The idea that only a mail carrier will look at a piece of mail is based on a unique understanding of the mail handling process; a Norman Rockwell view of what the modern mail delivery system consists of. In the US, the outside of each piece of mail is photographed. And the information gleaned from these photos, such as religious and political affiliations, is more intimate than people realize. This data was described by a former FBI agent as “easily abused” and a “treasure trove.” Comparing the mail covers to the National Security Agency’s surveillance revealed during the Edward Snowden scandal, the famous security technologist Bruce Schneier once called them “basically … the same thing.”
The letter to Barksdale isn’t just aimed at telling the inspector general — an official who oversees dozens of field offices and labs and an army of law enforcement agents and other technical resources — things which he probably already knew. Instead, they wanted him to finish the process.

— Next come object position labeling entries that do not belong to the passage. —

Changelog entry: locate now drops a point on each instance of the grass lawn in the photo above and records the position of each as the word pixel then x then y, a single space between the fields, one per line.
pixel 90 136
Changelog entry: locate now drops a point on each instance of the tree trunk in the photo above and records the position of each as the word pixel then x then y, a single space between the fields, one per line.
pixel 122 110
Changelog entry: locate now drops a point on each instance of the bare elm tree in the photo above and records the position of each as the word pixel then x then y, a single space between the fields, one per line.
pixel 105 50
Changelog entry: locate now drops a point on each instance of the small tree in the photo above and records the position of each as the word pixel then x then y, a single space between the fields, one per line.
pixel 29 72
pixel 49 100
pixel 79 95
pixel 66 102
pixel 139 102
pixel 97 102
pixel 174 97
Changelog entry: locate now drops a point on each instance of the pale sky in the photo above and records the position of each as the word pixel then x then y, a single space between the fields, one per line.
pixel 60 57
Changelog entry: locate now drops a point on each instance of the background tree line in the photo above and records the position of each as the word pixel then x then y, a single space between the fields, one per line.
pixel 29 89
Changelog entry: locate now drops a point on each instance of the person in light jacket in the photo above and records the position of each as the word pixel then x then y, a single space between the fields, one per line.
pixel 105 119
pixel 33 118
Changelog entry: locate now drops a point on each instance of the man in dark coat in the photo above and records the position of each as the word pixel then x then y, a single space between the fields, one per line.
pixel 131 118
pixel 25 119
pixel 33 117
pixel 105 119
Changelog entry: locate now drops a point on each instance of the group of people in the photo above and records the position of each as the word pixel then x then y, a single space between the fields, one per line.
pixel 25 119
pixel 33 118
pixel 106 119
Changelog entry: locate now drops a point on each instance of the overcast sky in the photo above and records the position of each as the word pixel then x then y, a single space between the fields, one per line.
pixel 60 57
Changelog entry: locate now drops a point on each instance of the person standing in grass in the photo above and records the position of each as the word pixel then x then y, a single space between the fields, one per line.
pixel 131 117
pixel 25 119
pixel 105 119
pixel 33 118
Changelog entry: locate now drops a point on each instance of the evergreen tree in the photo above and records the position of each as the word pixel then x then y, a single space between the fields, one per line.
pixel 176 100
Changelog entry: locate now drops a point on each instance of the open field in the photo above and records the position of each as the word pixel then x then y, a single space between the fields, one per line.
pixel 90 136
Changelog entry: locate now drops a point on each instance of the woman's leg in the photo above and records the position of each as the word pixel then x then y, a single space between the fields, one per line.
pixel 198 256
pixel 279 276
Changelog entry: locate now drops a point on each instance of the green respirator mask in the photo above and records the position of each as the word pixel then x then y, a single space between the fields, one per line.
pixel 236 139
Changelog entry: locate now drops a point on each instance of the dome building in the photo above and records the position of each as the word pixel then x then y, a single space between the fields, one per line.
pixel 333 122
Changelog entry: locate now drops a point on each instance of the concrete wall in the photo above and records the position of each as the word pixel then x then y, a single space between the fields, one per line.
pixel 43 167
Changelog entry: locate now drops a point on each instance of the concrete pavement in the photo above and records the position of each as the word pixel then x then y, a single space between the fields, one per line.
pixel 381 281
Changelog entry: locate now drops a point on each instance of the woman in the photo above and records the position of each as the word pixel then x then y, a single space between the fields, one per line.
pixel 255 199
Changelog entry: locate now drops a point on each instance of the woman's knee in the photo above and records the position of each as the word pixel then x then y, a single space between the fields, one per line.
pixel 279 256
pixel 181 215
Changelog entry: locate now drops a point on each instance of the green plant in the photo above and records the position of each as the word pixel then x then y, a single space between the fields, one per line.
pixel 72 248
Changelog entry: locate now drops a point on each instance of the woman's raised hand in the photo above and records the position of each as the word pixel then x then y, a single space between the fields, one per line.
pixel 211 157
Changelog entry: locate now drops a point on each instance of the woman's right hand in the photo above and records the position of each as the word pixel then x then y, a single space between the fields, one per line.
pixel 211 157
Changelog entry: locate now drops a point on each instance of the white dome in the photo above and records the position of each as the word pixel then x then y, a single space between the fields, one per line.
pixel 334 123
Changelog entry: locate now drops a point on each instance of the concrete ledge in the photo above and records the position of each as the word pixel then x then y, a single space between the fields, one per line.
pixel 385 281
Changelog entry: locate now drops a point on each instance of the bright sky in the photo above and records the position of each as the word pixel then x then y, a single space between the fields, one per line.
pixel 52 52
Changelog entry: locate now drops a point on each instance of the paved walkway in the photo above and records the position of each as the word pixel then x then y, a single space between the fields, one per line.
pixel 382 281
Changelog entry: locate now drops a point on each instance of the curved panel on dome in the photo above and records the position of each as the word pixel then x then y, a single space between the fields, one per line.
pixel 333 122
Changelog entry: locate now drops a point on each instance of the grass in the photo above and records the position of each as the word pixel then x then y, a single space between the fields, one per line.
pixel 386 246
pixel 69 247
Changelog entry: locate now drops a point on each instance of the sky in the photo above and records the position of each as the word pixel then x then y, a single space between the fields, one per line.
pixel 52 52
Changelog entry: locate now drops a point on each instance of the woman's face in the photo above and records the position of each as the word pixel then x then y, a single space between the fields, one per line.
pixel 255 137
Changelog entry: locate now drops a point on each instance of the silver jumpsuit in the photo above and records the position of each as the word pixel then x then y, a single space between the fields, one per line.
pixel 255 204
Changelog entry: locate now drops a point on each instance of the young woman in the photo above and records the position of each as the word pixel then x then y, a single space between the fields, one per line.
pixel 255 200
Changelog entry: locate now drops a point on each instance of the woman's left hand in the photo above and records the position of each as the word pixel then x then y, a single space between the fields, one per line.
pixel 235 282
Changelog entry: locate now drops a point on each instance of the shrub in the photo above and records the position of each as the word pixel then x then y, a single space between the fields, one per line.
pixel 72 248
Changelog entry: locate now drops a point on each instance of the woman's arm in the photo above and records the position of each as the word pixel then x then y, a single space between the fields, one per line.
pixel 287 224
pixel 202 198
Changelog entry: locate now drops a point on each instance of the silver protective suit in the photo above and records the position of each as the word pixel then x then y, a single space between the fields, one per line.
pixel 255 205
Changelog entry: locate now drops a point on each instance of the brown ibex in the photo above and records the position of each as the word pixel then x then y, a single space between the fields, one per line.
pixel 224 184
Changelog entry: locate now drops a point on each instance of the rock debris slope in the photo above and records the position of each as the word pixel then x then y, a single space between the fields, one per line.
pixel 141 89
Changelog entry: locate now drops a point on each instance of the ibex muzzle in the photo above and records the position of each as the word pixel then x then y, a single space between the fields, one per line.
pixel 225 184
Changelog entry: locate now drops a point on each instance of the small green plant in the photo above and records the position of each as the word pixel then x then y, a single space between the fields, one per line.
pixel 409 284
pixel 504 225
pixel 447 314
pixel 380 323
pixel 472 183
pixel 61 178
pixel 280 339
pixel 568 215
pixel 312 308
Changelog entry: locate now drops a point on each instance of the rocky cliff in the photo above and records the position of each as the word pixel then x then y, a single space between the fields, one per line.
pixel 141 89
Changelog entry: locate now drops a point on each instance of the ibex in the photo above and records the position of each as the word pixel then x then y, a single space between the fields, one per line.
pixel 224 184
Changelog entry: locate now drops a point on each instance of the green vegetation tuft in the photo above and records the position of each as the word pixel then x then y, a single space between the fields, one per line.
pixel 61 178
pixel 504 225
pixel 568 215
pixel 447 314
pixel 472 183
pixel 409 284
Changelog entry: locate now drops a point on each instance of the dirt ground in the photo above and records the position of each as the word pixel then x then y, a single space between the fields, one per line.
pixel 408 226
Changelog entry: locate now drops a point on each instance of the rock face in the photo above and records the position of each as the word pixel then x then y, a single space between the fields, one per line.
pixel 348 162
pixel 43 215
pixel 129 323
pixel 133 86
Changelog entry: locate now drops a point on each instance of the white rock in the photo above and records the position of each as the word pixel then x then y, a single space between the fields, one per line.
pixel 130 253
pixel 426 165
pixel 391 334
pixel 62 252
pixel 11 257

The USPS declined to comment.
There is no federal statute that requires the post office to approve mail covers. The Postal Service allows this through its own regulations, which are consistent with its interpretations of what is most permissible under the Fourth Amendment. Those protections were strengthened in 1967 as a result of a US Supreme Court decision that established a legal test—which is still used—known as the “expectation of privacy.” And while the interception of electronic metadata, as the senators said, generally requires a court order—because the courts have decided to do it with the American people. REASONABLE expect the information to be private—judges don’t rule the same way in cases involving physical pieces of mail. There are many complexities involved, but in at least one major case, judges have pointed to another legal test, known as the “plain view doctrine,” which applies to evidence that is clearly visible to investigators.
“The risk of abuse of mail covers is not theoretical,” the lawmakers wrote in the letter.
The history of abuse of mail covers, as noted by the legislators, is a long one. A famous incident occurred in the 1970s, when a 15-year-old girl mistakenly wrote the Socialist Workers Party—a communist organization that strongly supported Cuba—while researching a school assignment involving the Socialist Labor Party. The teenager was heavily investigated by the FBI, which even sent an agent to his school.
The senators noted that the Church Committee, formed in 1975 to investigate U.S. intelligence abuses, discovered that the Central Intelligence Agency had photographed “over 2 million pieces of mail,” while opening hundreds of thousands of others, belonging to “prominent activists and authors.”
In fact, the senators said, modern fears of postal abuse hearken back to the Founding Fathers themselves, who denounced what Thomas Jefferson called “the infidelities of the post office,” surveillance that was widespread forcing British labor opponents to encrypt messages. they want to stay private. These messages include, the legislators say, “an early proposal for the Bill of Rights.”
The lawmakers asked Barksdale to stop authorizing mail caps without a federal judge’s approval, “except in emergencies.” And to increase transparency, they say, the post office should start publishing annual statistics on the contents of the mail it allows. This has not been done since at least 2014 (with an Inspector General report).
“While mail covers do not reveal the contents of letters, they can reveal deeply personal information about Americans’ political leanings, religious beliefs, or causes they support,” the senators wrote. Consequently, any such abuses are a threat, they say, not only to the right of Americans to associate politically and religiously, but to assemble “without the government watching.”